At the nearby Casa del Obispo archeological site, by the city’s cathedral’s eastern wall, 1,500 square meters of ruins have been excavated, taking visitors on a journey from the 8th century BCE to the 1700s. Once a Phoenician funerary complex, it became the city’s Episcopal Palace in the 16th century. Opened to the public in 2006, it was closed two years ago amid a legal dispute.

Meanwhile, access to the waterways built by the Romans has for many years only been possible via  private properties and the odd drain. But now, thanks to Germán Garbarino, who runs the Casa del Obispo, the public can access one of these tunnels dating back to the 3rd century BCE.

Child slaves

Six-and-a-half meters below ground, in damp air that leaves you breathless, water trickles in through holes in the rock. “Judging by the size of the holes, it looks as though child slaves were used, which fits with the height of the spaces for the lanterns,” says Garbarino as he indicates the black from the flames.

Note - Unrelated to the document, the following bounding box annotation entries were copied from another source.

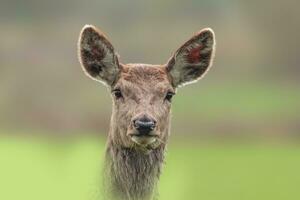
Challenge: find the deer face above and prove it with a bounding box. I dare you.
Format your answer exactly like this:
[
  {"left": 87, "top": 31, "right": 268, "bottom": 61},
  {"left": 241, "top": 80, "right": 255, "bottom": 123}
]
[{"left": 79, "top": 25, "right": 214, "bottom": 149}]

There are also water tanks from the 16th century whose color indicates the different levels of water. “Lime and red ochre pigments that formed a watertight mass were used for the tanks,” says Garbarino.

Most of the time, this is a world ruled by small sightless beetles that have lived underground here for close to 6,000 years

That’s not all. Under the city is another labyrinth of alleyways built in the 17th century that were used to move troops, before being taken over by smugglers. Known as the caves of María Moco, they were said to harbor a witch who would eat children who dared to come near her, a cautionary tale undoubtedly told to keep youngsters away from the smugglers.

Speleologist and businessman Eugenio Belgrano, who explored the length of these vaulted tunnels as a child, has put his enthusiasm for the underground world to good use and pushed for the 17th-century catacombs to be opened to the public. These can now be accessed from the center of Cadiz.

Five meters down, visitors can see silhouettes of what appear to be corpses on the walls. “This place was used as a refuge during the Spanish Civil War, and before that were possibly a meeting place for the Rosicrucians, who were linked to the masons,” says Belgrano, pointing out a drawing on the wall showing symbolism related to the order. “Many foreign masons have come to see it and now a group of experts are studying it in more detail,” says Belgrano, who has published a book about the Pozo de la Jara, the city’s only source of fresh water, and reportedly used by Christopher Columbus before setting out on his second trip to the Americas.

As befits a hidden world, it’s often hard to separate fact from myth in Cadiz. Further academic study is needed to confirm the many theories that have emerged over the centuries, while the city and regional authorities could do a lot more to shed light on this important legacy, which for the moment is largely the preserve of Cadiz’s population of millenarian beetles.

English version by Heather Galloway.